Though the compromises have rendered the picture into little more than a shadowy, silhouetted stalking flick, it nonetheless insists on masquerading as an introspective examination of human relationships. As the story opens, we find the profoundly-disturbed Jed (Ifans) developing a crush on Joe (Daniel Craig) at the scene of a tragic balloon accident. They and a couple of other strangers had vainly attempted to restrain a runaway dirigible hovering over the ground with a frightened young boy alone in its basket.
It doesn't matter to Jed that Joe isn't gay or that he was picnicking in the lush meadow that day in order to propose to his girlfriend, Claire (Samantha Morton). No, an aroused Jed misreads their incidental eye contact and sharing a prayer over a body as an excuse to stalk his prey for the next 90 minutes of the movie.
With a more persistent personality than Glenn Close in Fatal Attraction, the lunatic shows up unannounced at Joe's job, at Joe’s home and everywhere, embarrassing the professor at work and giving his freaked-out fiancee reason to worry. But because Jed is little more than a nut, the audience is never fed a satisfactory reason to care.
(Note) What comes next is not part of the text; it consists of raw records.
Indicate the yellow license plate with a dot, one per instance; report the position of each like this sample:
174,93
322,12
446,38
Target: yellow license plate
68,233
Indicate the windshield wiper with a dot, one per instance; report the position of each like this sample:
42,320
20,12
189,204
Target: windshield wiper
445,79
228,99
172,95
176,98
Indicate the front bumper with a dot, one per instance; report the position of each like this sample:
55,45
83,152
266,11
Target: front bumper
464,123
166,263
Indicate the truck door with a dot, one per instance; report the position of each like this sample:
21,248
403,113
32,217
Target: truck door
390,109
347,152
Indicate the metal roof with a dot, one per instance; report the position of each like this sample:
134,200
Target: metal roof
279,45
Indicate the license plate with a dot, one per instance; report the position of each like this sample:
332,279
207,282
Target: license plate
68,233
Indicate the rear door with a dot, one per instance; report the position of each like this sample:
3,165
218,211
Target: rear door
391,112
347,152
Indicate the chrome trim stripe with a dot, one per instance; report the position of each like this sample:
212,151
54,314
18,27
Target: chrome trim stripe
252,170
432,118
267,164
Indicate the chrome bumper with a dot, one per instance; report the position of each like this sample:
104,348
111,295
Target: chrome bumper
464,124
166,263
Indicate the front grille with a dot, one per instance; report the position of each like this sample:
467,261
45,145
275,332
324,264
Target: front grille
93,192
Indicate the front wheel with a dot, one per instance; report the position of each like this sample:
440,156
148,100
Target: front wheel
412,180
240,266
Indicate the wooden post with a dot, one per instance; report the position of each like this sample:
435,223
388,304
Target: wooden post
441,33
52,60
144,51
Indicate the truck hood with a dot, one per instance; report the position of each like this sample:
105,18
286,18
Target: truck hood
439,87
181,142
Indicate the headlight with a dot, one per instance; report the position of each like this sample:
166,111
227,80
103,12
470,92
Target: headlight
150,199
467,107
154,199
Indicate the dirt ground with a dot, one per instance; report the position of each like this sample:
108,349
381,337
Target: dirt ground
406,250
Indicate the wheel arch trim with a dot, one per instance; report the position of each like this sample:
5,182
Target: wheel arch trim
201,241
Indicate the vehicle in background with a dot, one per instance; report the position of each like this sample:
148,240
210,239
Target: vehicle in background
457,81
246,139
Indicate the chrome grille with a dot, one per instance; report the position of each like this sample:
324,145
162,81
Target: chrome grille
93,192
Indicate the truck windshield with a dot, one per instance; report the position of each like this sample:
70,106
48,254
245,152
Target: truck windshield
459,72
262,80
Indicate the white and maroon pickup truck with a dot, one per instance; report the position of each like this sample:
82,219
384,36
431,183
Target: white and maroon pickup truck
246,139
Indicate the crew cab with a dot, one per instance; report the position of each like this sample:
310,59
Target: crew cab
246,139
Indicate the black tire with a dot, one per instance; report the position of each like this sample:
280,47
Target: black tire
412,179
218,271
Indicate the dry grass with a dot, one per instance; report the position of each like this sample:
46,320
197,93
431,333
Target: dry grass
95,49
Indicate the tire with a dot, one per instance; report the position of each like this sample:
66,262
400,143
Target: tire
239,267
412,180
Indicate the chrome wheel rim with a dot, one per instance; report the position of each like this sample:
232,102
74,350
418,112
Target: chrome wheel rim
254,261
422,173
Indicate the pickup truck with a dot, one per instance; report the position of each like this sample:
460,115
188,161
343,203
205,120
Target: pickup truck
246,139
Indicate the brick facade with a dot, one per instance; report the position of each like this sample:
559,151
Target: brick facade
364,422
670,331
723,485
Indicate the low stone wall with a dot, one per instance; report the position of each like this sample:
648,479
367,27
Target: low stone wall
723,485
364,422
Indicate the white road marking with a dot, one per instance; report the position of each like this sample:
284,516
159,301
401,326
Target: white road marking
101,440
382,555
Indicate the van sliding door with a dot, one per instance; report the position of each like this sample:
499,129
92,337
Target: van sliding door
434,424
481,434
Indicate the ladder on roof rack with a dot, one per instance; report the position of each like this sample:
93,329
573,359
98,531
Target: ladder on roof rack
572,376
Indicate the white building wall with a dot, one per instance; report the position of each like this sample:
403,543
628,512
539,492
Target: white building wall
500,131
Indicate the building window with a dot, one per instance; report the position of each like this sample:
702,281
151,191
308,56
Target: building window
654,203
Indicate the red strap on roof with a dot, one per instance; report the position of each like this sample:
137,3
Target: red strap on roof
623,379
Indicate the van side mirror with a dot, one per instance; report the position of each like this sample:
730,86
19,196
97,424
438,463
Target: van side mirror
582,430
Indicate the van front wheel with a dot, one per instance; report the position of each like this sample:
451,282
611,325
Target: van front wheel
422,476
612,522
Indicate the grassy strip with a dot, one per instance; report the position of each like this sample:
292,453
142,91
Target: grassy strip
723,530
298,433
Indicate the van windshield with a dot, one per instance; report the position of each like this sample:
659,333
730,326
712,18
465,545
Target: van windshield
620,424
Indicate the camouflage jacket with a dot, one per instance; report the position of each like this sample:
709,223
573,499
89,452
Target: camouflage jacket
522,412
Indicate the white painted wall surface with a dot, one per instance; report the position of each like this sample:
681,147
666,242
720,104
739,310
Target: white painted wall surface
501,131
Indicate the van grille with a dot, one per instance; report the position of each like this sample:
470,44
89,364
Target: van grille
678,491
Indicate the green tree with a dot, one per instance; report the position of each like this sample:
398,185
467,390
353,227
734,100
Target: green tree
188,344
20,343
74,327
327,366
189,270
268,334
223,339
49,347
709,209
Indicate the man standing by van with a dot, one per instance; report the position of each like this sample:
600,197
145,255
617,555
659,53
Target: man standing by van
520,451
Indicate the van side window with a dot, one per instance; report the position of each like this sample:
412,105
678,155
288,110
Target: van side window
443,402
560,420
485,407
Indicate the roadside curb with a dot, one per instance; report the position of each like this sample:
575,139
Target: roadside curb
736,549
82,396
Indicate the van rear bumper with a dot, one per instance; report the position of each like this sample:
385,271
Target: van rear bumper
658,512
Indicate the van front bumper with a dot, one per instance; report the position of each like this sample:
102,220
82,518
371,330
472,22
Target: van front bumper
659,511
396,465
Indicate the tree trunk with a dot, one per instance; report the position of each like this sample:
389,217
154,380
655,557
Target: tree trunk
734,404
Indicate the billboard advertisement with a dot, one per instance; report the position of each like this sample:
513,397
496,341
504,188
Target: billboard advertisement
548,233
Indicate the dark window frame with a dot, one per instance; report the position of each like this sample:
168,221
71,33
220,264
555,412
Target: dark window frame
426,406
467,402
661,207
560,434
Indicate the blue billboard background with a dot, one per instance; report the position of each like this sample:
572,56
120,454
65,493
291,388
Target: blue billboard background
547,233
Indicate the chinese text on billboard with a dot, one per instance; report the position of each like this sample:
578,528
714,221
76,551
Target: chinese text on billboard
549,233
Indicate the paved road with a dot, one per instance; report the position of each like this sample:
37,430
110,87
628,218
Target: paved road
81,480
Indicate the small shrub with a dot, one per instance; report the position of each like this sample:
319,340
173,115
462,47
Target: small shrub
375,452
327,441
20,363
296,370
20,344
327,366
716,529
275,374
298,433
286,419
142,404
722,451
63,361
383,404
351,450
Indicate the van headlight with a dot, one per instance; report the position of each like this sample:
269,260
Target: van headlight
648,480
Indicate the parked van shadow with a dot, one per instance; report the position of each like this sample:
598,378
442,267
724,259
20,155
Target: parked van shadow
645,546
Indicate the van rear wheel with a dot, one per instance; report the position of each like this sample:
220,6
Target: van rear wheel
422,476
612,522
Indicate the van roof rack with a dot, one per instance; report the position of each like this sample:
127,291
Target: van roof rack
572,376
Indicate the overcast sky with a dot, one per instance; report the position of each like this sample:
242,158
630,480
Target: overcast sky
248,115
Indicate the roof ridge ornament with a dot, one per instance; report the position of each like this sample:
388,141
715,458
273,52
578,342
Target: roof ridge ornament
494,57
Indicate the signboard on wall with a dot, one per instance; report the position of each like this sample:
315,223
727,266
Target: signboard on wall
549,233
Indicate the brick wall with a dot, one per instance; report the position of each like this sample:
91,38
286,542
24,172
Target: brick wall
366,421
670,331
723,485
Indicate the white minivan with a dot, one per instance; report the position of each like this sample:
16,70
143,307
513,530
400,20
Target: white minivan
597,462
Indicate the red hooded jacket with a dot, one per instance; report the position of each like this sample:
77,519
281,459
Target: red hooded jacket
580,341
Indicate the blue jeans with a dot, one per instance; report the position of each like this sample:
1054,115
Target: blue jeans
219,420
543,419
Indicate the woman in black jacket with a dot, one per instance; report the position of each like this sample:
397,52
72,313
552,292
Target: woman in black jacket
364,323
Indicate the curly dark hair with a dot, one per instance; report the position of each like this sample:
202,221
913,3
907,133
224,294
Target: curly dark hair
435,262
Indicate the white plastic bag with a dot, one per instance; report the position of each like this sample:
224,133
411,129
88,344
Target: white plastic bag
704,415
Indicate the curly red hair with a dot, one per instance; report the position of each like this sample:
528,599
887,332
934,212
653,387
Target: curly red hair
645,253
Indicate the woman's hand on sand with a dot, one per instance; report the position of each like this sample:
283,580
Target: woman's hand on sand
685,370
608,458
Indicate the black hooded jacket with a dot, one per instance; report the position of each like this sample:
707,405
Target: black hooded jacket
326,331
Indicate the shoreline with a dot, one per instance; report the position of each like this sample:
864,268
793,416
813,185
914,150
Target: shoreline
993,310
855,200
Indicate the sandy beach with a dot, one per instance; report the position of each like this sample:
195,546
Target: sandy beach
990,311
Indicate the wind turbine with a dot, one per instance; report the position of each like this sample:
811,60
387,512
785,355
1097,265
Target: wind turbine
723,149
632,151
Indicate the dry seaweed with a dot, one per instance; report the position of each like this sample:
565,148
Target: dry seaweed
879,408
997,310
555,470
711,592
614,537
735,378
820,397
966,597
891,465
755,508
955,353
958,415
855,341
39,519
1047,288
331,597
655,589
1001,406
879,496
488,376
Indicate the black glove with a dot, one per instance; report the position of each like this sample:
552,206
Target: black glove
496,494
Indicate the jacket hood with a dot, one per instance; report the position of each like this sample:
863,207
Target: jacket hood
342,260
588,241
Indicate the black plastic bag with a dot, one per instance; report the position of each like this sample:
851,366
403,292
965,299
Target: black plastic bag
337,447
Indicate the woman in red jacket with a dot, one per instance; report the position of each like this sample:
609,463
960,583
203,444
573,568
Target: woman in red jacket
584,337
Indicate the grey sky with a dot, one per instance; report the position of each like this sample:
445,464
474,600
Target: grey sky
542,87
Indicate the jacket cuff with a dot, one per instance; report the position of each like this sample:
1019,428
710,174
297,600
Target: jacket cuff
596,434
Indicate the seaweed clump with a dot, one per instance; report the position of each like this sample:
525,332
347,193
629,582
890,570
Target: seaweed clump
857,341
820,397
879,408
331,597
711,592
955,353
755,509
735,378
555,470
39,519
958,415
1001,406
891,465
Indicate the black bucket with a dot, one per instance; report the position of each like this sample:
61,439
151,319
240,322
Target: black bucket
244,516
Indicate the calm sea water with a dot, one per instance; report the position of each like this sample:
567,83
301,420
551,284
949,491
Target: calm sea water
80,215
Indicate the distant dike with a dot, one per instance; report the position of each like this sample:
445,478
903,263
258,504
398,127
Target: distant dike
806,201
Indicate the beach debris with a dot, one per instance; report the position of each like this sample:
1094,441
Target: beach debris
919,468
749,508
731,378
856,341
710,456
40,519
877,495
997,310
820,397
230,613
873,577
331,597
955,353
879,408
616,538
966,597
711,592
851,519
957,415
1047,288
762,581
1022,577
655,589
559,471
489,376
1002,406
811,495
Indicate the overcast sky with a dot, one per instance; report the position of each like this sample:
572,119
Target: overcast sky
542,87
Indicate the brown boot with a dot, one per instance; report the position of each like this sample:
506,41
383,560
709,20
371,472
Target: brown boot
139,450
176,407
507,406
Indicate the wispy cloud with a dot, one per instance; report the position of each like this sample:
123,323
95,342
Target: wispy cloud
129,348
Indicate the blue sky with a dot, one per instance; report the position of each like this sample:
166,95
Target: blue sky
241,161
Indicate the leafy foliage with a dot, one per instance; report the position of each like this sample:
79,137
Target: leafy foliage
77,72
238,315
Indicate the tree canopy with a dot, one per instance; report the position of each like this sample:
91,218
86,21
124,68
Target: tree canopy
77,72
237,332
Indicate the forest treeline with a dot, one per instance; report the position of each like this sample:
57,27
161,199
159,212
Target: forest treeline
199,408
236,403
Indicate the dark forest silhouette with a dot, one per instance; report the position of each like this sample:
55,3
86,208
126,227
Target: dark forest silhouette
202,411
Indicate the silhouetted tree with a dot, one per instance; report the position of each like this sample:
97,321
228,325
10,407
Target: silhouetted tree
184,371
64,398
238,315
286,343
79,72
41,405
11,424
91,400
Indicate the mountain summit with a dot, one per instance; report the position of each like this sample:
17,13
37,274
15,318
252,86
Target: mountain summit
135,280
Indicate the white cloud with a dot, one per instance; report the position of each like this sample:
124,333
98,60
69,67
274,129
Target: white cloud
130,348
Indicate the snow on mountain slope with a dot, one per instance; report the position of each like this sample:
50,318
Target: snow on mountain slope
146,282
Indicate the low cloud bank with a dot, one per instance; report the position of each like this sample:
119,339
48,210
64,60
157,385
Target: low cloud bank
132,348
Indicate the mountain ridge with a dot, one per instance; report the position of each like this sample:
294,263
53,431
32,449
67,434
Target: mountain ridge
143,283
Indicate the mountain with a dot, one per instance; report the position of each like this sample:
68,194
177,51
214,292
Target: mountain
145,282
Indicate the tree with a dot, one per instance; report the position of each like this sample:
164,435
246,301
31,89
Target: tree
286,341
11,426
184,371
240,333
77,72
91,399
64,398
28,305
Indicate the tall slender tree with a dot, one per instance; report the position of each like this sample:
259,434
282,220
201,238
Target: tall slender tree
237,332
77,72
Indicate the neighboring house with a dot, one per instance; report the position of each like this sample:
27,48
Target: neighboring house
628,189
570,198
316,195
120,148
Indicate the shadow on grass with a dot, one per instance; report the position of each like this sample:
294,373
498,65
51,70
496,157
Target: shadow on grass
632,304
Witness this typical bit of dialogue between the homosexual hunter and his game: "We can't go on like this, Jo-Jo." "I don't even know you, you mad bastard." These oil-and-water exchanges grow wearisome rather quickly. So, by the time Jed finally takes his frustration out on the object of Joe's affection, it's oh so anti-climactic. And we still haven't learned a thing about anybody's deeper motivations in this mess of a movie.
Fair (1 star)
Rated R for excessive profanity, gruesome violence and disturbing images.